There will be blowback if this measure is implemented. There is already a ratcheting up of fury in the ranks of PCS and other workers because of the cuts. This was shown when Maude visited the Revenue and Customs offices in Coventry recently. He had previously suggested that, as an alternative to a one-day strike against pensions, civil servants should take just 15 minutes, a ‘civilised’ but, needless to say, ineffective action. On this occasion, however, the HMRC workers took Maude’s advice, and spontaneously staged a 15-minute strike after he arrived! The employers will face a big price ultimately if they remove facility time.

If they get away with it in the civil service, it will be extended to other workers, like teachers. Already in some London schools, National Union of Teachers members are so terrified of the reign of terror imposed by dictatorial head teachers that some have been forced to hold union meetings clandestinely away from the school. This in turn will create a bitter but harder mood, where new sections of the working class will be steeled for the struggle. Rather than defeating ‘militancy’, it will breed new militants.
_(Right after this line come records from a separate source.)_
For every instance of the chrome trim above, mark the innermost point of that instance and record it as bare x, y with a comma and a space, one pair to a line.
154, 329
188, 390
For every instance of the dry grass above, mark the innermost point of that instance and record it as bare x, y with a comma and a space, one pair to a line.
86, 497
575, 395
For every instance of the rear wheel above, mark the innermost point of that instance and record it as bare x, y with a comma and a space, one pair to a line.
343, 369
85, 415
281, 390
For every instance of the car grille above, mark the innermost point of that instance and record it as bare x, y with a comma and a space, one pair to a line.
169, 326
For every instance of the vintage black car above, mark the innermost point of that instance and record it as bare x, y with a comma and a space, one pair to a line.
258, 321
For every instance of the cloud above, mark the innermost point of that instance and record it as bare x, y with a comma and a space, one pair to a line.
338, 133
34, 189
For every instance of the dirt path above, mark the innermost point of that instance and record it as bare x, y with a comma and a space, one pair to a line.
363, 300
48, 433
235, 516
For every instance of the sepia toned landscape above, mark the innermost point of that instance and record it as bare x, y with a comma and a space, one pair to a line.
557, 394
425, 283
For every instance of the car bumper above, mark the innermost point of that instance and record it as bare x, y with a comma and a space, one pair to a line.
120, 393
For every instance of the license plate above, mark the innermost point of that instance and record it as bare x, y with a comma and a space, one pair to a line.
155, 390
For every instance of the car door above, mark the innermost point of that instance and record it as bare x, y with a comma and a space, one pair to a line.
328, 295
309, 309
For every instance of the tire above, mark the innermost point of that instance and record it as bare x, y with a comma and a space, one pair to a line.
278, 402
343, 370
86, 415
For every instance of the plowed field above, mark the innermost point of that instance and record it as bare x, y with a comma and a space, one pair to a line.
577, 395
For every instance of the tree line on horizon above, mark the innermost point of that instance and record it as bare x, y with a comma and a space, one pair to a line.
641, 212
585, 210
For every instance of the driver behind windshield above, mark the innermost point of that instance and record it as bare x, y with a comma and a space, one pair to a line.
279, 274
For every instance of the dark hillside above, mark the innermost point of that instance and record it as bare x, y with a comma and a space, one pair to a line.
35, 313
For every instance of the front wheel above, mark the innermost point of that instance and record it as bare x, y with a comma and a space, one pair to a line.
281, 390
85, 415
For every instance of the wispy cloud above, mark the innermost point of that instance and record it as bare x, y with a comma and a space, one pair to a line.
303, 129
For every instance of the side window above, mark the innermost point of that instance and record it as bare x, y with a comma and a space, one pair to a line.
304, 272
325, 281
The battle lines have been drawn. The full strength of the unions must be deployed through action to defeat this government. The Portuguese workers recently showed the way when almost one million people took to the streets in over 40 cities and forced the government to reverse some of its austerity measures.

A new mass party of the working class must be built as the political voice of organised labour. Miliband showed once more on 20 October that, like the capitalist Liberals – whom the Labour Party originally displaced as the voice of the workers in the late 19th and early 20th centuries – the present ‘Labour’ Party is in the camp of capitalism. This may not stop Labour wining a majority in elections – it currently stands at 43% in recent polls – but many will vote for it through gritted teeth in order to defeat the Tories. But workers in the US vote for a ‘radical’ capitalist party to defeat the right-wing Republicans. A Miliband government will disappoint millions if it is elected and remains within the framework of capitalism, as it will. We must build now a new mass voice, an independent party of working people. Support for the Trade Unionist and Socialist Coalition (TUSC) is a step in this direction.
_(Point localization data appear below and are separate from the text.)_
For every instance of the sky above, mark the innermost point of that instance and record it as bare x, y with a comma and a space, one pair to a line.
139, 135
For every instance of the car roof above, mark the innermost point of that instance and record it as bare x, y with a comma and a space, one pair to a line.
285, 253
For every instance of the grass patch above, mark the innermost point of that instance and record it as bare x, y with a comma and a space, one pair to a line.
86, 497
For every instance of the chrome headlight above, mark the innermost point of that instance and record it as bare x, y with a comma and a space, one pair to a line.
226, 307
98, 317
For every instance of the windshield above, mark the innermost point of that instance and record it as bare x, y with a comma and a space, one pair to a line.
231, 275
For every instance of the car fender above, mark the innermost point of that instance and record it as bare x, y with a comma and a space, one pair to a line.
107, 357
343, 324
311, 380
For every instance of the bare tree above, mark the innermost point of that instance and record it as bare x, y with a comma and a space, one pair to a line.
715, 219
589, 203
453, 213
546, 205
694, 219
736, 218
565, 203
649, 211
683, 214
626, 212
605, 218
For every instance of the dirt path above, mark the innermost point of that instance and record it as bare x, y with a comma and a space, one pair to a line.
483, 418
We must take up the call for a general strike by organising meetings in every area, factory and workplace to discuss how to make it effective. The General Council of the TUC must set the date for this strike and then direct all forces to the point of attack in order to realise an immense manifestation of working-class power. This can stop Cameron and his crew in their tracks. Capitalism – and the capitalists of both the ‘responsible’ and ‘irresponsible’ varieties – has no answers. Only a democratic socialist plan of production can show a way forward.